Issues for determination
[21] We determine whether the Tribunal’s order is correct - in particular whether in a case of a contravention under s 4(1) (b), it is incumbent on the Commission to supplement its referral complaint and furnish the respondents with (1) particulars of an agreement and/or a concerted practice, (2) the market definition, their geography, (3) the value chain where the price fixing conduct occurred in the horizontal relationship alleged as well as (4) the anti-competitive effects of the impugned conduct.

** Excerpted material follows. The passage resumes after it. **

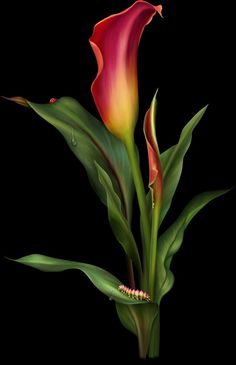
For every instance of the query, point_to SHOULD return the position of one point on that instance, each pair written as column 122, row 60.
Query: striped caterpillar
column 134, row 293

[22] The Court is indebted to Counsel for the Commission for the able assistance and for the concise Heads of Argument which were of valuable assistance to the Court. It is essential to state at the outset that the Commission sufficiently explained the horizontal nature of the relationship between the respondents in its supplementary affidavit. As argued by the Commission, neither the language of the act nor the logic of how the section operates requires that there be allegations that the respondents operate in the same geographical market in order to be considered competitors. That point need not be belaboured here. Rather, I deal with the more contentious grounds for the complaint simultaneously with submissions made by the Commission.
[23] For efficacy, the sequence followed in this judgment is to consider the legal questions first and determine whether the Tribunal’s order is as envisaged by the Act. Thereafter, I evaluate the facts alleged in the referral complaint together with those facts alleged in the supplementary affidavit and consider whether the Commission complied with Tribunal Rule 15(2).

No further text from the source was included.